Let’s look at the bigger picture, shall we?
Well, to start with, the Moto X will not be having a bendable display, and there’s no news yet of its expected shatter-proof body structure, two things that would have otherwise made it unique. Instead, the phone’s going to be laced with advanced sensor technology, and would use extra processors to conserve battery life. But then again, this is not an article that caters to tech aficionados, so let’s go ahead and figure out the potential impact of this new stream of revenue generation for a company whose name appears to be synonymous with the word ‘diversity.’ And perhaps what’s far more important is not to take this one product in isolation but to make an honest assessment of the actual commercial viability of a series of new experiments that the company is conducting in the shape of the Google Inc (NASDAQ:GOOG) Glass, Google Fiber, and the Chromebook Pixel, among others.

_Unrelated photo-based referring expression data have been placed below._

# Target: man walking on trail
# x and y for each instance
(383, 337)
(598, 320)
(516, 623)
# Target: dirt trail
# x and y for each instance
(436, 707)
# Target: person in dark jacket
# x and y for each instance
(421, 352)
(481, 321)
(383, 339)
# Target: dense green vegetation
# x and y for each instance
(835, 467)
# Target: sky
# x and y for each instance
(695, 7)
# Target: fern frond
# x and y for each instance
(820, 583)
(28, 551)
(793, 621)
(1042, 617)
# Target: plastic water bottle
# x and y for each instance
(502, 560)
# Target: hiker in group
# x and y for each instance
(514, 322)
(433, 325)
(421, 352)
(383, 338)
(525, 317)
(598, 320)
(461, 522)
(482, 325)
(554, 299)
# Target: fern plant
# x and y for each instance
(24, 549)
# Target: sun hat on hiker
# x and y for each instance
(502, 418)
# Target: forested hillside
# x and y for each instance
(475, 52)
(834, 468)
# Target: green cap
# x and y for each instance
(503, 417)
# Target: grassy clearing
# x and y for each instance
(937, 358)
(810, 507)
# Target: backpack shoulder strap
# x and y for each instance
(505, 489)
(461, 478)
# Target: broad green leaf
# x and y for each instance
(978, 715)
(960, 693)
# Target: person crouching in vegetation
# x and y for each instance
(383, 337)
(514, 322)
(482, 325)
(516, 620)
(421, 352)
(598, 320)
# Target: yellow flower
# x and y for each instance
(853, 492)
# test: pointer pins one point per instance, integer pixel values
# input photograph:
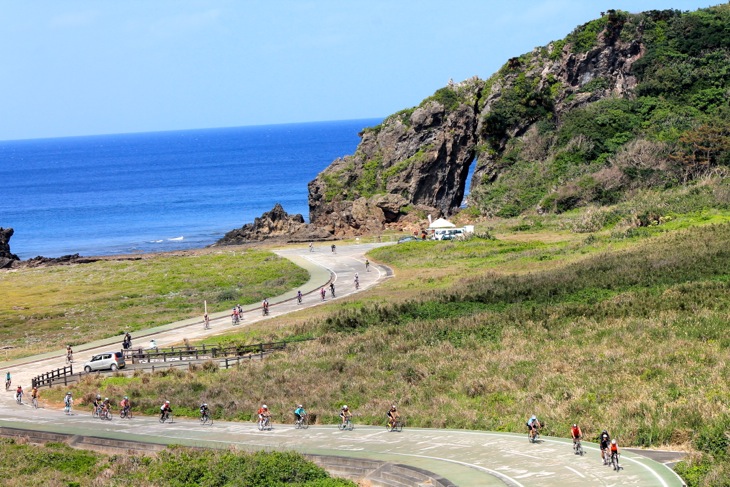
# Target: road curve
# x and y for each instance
(467, 458)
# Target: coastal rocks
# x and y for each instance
(7, 258)
(415, 158)
(274, 224)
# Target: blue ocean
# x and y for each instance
(161, 191)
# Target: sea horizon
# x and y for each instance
(147, 192)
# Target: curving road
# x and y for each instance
(467, 458)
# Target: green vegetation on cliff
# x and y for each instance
(554, 151)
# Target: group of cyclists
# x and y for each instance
(607, 445)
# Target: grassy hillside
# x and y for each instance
(617, 331)
(46, 308)
(56, 464)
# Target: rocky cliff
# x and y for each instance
(574, 122)
(274, 224)
(7, 258)
(415, 161)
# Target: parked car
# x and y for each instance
(106, 360)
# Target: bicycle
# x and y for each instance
(302, 423)
(614, 461)
(265, 424)
(105, 414)
(347, 425)
(578, 447)
(396, 425)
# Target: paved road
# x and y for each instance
(467, 458)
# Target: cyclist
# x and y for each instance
(106, 405)
(165, 409)
(604, 443)
(614, 448)
(299, 413)
(97, 404)
(576, 434)
(393, 416)
(125, 405)
(264, 414)
(345, 414)
(533, 425)
(234, 316)
(67, 403)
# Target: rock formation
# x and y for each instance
(275, 224)
(416, 160)
(7, 258)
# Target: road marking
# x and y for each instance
(575, 472)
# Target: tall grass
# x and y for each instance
(45, 308)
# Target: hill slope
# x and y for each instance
(624, 102)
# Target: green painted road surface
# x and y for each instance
(466, 458)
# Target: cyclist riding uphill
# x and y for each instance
(165, 409)
(393, 415)
(576, 433)
(345, 414)
(604, 441)
(299, 413)
(263, 413)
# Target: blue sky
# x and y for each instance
(93, 67)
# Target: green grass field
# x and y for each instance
(46, 308)
(620, 331)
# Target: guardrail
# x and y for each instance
(172, 357)
(58, 376)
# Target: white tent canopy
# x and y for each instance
(441, 223)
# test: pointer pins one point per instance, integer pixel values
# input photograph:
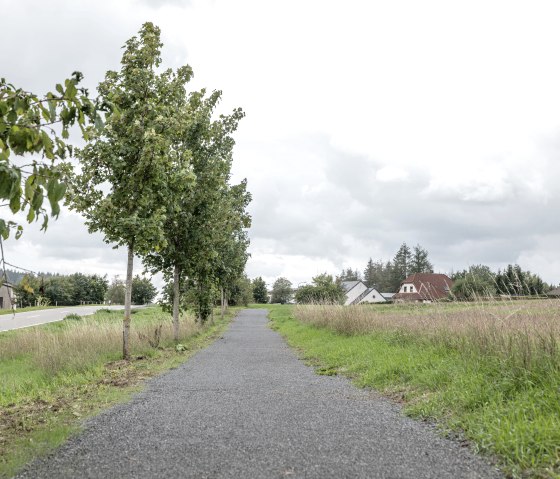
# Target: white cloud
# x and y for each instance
(368, 123)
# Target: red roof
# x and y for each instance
(427, 286)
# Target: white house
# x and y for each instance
(358, 293)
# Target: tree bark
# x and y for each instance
(176, 303)
(128, 303)
(223, 303)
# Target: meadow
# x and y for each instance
(487, 373)
(55, 375)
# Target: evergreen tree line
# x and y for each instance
(386, 276)
(70, 290)
(480, 281)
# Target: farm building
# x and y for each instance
(424, 288)
(358, 293)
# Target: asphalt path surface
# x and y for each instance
(246, 407)
(43, 316)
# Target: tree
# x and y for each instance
(206, 219)
(476, 282)
(27, 291)
(281, 291)
(27, 128)
(516, 282)
(401, 265)
(324, 290)
(143, 291)
(121, 188)
(260, 293)
(116, 292)
(419, 262)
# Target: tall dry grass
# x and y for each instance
(78, 344)
(525, 333)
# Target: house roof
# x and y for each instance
(428, 286)
(348, 285)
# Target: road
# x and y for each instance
(34, 318)
(247, 407)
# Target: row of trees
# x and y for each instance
(481, 281)
(154, 174)
(78, 288)
(388, 275)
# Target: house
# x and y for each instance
(7, 296)
(358, 293)
(424, 287)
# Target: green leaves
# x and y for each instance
(26, 129)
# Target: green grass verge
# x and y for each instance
(506, 413)
(43, 402)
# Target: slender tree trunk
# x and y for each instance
(223, 303)
(176, 303)
(127, 303)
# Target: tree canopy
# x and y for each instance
(33, 147)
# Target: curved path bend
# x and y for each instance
(246, 407)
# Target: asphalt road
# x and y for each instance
(34, 318)
(246, 407)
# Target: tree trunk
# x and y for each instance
(127, 303)
(223, 303)
(176, 303)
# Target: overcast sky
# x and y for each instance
(369, 123)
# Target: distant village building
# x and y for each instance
(358, 293)
(424, 288)
(7, 296)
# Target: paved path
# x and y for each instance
(43, 316)
(246, 407)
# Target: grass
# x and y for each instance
(55, 375)
(40, 308)
(488, 373)
(28, 308)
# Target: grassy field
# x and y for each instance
(55, 375)
(487, 372)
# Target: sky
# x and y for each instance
(368, 123)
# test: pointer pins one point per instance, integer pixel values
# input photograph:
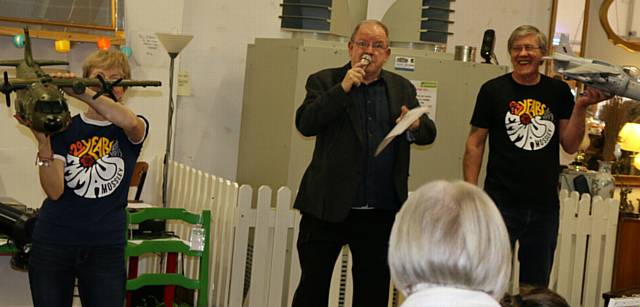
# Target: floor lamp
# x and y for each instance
(173, 43)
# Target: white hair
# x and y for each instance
(450, 234)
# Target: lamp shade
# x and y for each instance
(629, 137)
(174, 43)
(18, 40)
(63, 46)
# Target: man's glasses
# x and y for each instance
(377, 46)
(527, 48)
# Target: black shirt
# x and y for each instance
(523, 123)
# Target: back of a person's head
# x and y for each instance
(450, 234)
(535, 297)
(106, 59)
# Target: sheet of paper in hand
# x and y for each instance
(406, 121)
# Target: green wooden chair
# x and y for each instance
(170, 279)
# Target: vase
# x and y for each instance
(603, 182)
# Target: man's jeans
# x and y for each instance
(537, 233)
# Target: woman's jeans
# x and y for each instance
(100, 272)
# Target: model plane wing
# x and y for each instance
(592, 69)
(19, 84)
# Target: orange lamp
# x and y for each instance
(104, 43)
(63, 46)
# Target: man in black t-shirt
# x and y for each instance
(527, 116)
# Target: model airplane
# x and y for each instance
(598, 74)
(40, 101)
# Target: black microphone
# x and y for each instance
(488, 43)
(365, 59)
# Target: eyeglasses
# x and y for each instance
(528, 48)
(377, 46)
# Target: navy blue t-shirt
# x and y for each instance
(524, 152)
(98, 163)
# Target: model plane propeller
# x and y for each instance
(40, 100)
(598, 74)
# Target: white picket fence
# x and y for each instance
(254, 259)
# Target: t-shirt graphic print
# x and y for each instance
(529, 124)
(94, 167)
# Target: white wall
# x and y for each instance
(472, 18)
(208, 122)
(599, 47)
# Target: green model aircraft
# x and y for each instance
(40, 101)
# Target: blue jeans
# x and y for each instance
(537, 233)
(100, 272)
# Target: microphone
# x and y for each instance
(488, 43)
(365, 59)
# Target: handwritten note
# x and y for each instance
(147, 50)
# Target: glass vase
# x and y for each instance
(603, 182)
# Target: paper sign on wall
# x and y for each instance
(184, 84)
(427, 92)
(147, 50)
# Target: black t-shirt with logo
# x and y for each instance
(523, 123)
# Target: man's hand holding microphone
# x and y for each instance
(356, 75)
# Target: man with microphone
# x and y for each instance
(348, 196)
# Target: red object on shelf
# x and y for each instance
(104, 43)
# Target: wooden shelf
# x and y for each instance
(627, 180)
(116, 39)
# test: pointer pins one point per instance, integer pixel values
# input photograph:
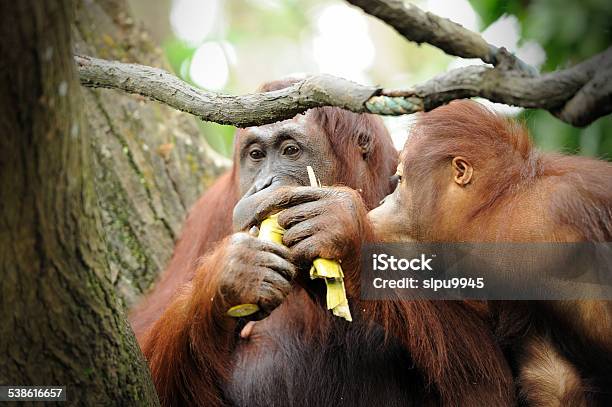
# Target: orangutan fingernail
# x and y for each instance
(247, 330)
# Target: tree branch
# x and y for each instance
(419, 26)
(241, 111)
(577, 95)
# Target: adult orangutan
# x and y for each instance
(393, 353)
(469, 175)
(344, 148)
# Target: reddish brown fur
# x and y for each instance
(192, 348)
(210, 219)
(517, 194)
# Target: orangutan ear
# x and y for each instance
(462, 171)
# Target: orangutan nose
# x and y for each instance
(263, 183)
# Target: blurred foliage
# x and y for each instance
(273, 38)
(569, 32)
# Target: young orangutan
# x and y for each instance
(469, 175)
(395, 353)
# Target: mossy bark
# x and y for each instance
(93, 188)
(151, 163)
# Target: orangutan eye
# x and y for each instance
(256, 154)
(291, 150)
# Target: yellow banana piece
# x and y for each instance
(270, 231)
(329, 270)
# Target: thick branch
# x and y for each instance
(419, 26)
(584, 86)
(241, 111)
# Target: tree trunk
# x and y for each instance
(92, 195)
(151, 163)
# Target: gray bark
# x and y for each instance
(150, 161)
(86, 208)
(505, 83)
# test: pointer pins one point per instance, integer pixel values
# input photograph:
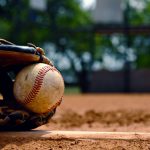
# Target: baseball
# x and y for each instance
(39, 87)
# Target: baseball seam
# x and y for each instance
(37, 84)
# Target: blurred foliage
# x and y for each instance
(65, 24)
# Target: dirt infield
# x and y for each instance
(103, 112)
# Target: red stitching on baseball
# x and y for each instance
(37, 84)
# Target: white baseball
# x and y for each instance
(39, 87)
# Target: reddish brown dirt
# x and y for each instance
(102, 112)
(105, 112)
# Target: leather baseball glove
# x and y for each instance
(12, 59)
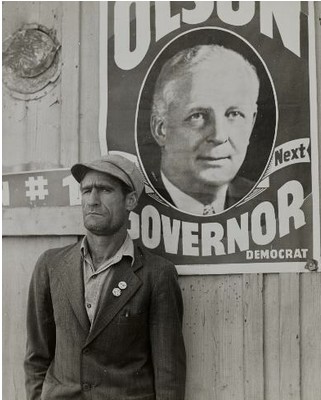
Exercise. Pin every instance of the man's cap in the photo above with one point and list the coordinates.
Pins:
(114, 165)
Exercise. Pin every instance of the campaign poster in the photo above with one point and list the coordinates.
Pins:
(216, 103)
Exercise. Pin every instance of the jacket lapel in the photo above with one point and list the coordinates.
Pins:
(71, 277)
(110, 305)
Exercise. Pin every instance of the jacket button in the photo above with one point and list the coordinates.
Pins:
(86, 386)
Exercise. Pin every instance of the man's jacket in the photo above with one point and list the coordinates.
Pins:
(134, 349)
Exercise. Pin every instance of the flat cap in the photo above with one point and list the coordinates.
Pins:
(114, 165)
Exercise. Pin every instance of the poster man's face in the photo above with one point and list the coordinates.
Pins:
(206, 131)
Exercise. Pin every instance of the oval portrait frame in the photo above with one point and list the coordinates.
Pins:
(264, 132)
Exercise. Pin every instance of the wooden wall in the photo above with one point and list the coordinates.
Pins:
(248, 337)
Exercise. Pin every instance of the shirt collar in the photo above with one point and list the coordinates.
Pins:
(187, 203)
(126, 249)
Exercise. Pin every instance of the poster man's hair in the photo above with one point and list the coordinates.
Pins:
(185, 61)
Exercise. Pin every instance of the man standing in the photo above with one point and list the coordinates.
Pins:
(204, 110)
(104, 316)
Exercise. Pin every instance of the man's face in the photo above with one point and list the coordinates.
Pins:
(105, 207)
(206, 131)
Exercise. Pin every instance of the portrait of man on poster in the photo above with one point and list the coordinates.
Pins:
(203, 112)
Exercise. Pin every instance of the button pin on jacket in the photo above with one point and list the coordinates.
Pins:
(116, 292)
(122, 285)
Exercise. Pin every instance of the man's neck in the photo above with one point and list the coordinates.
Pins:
(103, 247)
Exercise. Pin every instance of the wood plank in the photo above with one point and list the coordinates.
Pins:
(89, 81)
(310, 322)
(32, 131)
(289, 337)
(19, 258)
(213, 331)
(271, 337)
(69, 146)
(26, 221)
(253, 336)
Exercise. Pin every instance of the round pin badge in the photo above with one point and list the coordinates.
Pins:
(122, 285)
(116, 292)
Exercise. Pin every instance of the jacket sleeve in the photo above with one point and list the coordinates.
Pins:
(40, 331)
(168, 350)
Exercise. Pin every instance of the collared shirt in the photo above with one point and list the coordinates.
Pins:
(187, 203)
(96, 280)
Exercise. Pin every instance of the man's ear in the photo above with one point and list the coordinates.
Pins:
(158, 130)
(254, 116)
(131, 201)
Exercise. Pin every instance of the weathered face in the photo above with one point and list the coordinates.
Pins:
(105, 207)
(205, 133)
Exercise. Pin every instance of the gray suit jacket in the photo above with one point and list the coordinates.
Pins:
(134, 349)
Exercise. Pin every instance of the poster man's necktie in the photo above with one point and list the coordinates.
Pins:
(208, 210)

As things stand at present
Well, if you start by looking at the smartphone scenario at present, Apple and Samsung are the leading smartphone makers, but Google is the undisputed leader as far as operating systems are concerned. In fact, if you go by 1Q 2013 data posted by research firm IDC, Google’s Android operating system commands 75% market share as opposed to a meager 17.3% by Apple Inc. (NASDAQ:AAPL)’s iOS. That’s convincing enough for people like me to believe that Google Inc (NASDAQ:GOOG) has now not one, but two core sources of revenue – search engine dominance and global supremacy in operating systems. As long as there’s no significant alternative to the effectiveness of marketing tools like AdWords or the ease of use and subsequent popularity of Android, these two factors are reason enough why Google should be a really good long-term bet.
The advantages line up
But, now that Google Inc (NASDAQ:GOOG)’s gunning for a greater share of the smartphone handset market with the Moto X, it’s only fair that we attempt a layman’s comparison between the company’s currently available Nexus handset series and the Apple Inc. (NASDAQ:AAPL) iPhone line-up, just to have an idea of where we’re actually headed for. Well, for a start, it’s the price. I don’t see any reason not to believe in the commercial viability of phones that cost less than half the price of a premium Apple handset, while offering much bigger screen size options, ease of usability and dependence on an operating system that outpaces Apple’s iOS in phones as well as in tablets by a handsome margin.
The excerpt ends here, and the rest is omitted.